How to Keep Your Data Private in the Cloud with Tahoe-LAFS

Updated by Linode Contributed by Alexandru Andrei

Contribute on GitHub

View Project | View File | Edit File

This is a Linode Community guide. If you’re an expert on something for which we need a guide, you too can get paid to write for us.


What is Tahoe-LAFS?

While Tahoe-LAFS might resemble other decentralized or distributed file system, like Gluster, Ceph or others, the problems it solves are different. The Least Authority File Store (LAFS) is designed with these things in mind:

  1. Confidentiality: Keeping your data private, even if you store it on outside servers. When you keep sensitive data in the cloud, some inherent risks exist. For example:

    • If the server is hacked, your data could be stolen.
    • An user with read access might accidentally leak data or purposely steal it for their own gain.

    By encrypting data before it reaches your storage servers, these risks are reduced.

  2. Data integrity: If the encrypted data is compromised, the software detects the change, and in some cases, may still restore the original.

  3. Redundancy: Tahoe-LAFS distributes your data in a redundant fashion.

    By default, it uses a 3-of-10 configuration. This means that when you upload a file, it is split into ten shares and distributed randomly between your available storage nodes. To reconstruct the file, you need to get three of those shares back. If you have ten servers and a few fail, you can still retrieve your data. In a uniform distribution of shares, you would need only three servers. Since distribution is random the number required differs. One server can hold zero, one, two, or more shares, depending on the random number generated (it does however tend to favor a near uniform distribution).

    Having more storage nodes and changing the default 3-of-10 to something else means you can make the setup more resistant to failure or attacks. 3-of-20 would give you a more uniform distribution. 1-of-10 would increase failure resistance but would keep ten copies of your data. So one gigabyte of data would require ten gigabytes of storage. This mechanism of shares makes it possible to destroy compromised or failed servers, create new ones, add them to the pool and redistribute shares if required.

All of these things make Tahoe-LAFS a good fit for securely storing sensitive data on remote machines, while at the same time mitigating risks of data loss. Storage space can be increased dynamically by adding to the pool of machines. To learn more, visit the Tahoe-LAFS documentation.

Before You Begin

The steps in this guide require root privileges. Be sure to run the steps below as root or with the sudo prefix. For more information on privileges, see our Users and Groups guide.

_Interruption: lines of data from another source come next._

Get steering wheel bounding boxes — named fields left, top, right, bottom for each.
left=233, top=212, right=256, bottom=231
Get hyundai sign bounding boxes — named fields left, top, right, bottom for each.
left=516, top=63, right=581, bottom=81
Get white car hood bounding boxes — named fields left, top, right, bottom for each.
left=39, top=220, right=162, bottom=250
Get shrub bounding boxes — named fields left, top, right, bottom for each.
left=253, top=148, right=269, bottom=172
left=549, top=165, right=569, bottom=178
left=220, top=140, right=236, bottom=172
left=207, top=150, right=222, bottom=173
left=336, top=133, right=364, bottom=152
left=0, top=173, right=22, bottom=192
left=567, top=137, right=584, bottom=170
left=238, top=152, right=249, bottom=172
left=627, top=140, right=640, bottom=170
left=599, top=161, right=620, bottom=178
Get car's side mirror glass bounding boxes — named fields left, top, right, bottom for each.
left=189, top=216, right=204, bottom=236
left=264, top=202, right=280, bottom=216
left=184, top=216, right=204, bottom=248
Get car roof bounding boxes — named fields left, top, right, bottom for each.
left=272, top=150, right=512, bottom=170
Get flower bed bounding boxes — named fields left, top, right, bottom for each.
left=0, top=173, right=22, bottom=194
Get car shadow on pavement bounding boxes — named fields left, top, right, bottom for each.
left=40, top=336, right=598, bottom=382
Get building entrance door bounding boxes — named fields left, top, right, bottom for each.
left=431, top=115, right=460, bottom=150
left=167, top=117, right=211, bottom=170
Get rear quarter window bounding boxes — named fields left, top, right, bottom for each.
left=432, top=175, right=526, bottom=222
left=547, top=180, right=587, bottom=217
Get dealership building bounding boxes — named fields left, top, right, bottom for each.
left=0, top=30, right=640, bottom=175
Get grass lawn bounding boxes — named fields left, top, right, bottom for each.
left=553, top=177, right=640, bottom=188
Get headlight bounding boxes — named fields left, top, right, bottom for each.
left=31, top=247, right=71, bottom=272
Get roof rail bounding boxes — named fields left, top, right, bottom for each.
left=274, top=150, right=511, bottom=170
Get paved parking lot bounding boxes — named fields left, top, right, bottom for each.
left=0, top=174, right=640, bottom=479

  1. Familiarize yourself with our Getting Started guide, deploy a Debian 9 (Stretch) image and complete the steps for setting your Linode’s hostname and timezone.

  2. Update your system:

    1
    apt-get update && apt-get upgrade
    

Server Requirements and Recommendations

  1. With the default settings, at least 10 storage nodes will be needed for satisfactory results. For testing purposes you can launch fewer, but keep in mind that with less than seven storage units, most uploads will fail entirely. Read the documentation about shares.needed, shares.total and shares.happy to learn more about how to configure your nodes.

  2. Create the storage node Linodes with at least 2GB of RAM. The larger the files you plan to upload, the higher the memory and CPU pressure. With the current version of Tahoe-LAFS available in Debian 9’s repositories, at least 1GB RAM is required when uploading mutable files larger than 40MB. Once the node runs out of RAM you will get an out-of-memory kill. Periodically check the Grid Status page in the web user interface to maintain your grid.

  3. For a more reliable and resilient setup, create Linodes in different data centers.

Install Tahoe-LAFS and Set Up the Introducer

Introducers are the middlemen, central points that connect storage nodes and clients together in the grid.

Introducers have a variety of advantages and disadvantages:

  • Allow the system to alert every node when a new peer joins the grid.
  • Tell the joining machines about the currently active peers to which it can connect.
  • Potential for a single point of failure. But,
  • Without the introducers you would have to edit a configuration file on every node, and add a new IP address every time you insert another node into the grid.
  • Allow you to configure multiple introducers to make your setup more reliable in the event of crashes or other unforeseen events, ideally, in different datacenters.

After you get acquainted with the initial introducer setup, you can read about additional introducers.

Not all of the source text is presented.